My dad came here from New Glasgow in 1902. My parents had eight boys and three girls - and every damn one of us worked in the coal mine. Every damn one of us. I've seen eight of us in the coal mine at one time. I said, Jeez, if we ever have an explosion down here, they're going to wipe us out.
Now we're whittled down to two boys and two girls. All the rest are dead.
I had no education - when I left school, I was in grade three. What bit of knowledge I have, I picked up myself. The way I figured it, If one man can learn to read and write, why can't another man learn to read and write?
I started to work in the pits when I was 13, trapping. Then I left the mine and went into the First World War. I was with the Cape Breton Highlanders. In 1940, I joined the army again. After the war, I came back to No. 2.

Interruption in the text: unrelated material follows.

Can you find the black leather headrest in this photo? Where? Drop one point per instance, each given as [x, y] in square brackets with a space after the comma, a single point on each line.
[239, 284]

In 1929, I got my overman's papers. In 1940, I wrote for underground manager but I failed.
This is what you call a coal company house. I got one of the nicest views in the Glace Bay area. Before my time, there used to be a coal mine right below us. During the 1925 strike, we'd go down there and dig coal.
All the pictures you see on the wall - some of these are my grandchildren and some are my daughters. We had nine children of our own and adopted three girls and a boy. People told me, You're crazy. I said, No, I'm not. I said, If we're not rewarded down here, maybe God will reward us in Heaven. I don't know how we did it on a coal miner's small wages, but we brought them all up.
I was president of the Army-Navy Club four times. In the fifties, I was president of the old Hub Club. I've been a service officer of the Legion for about 30 years.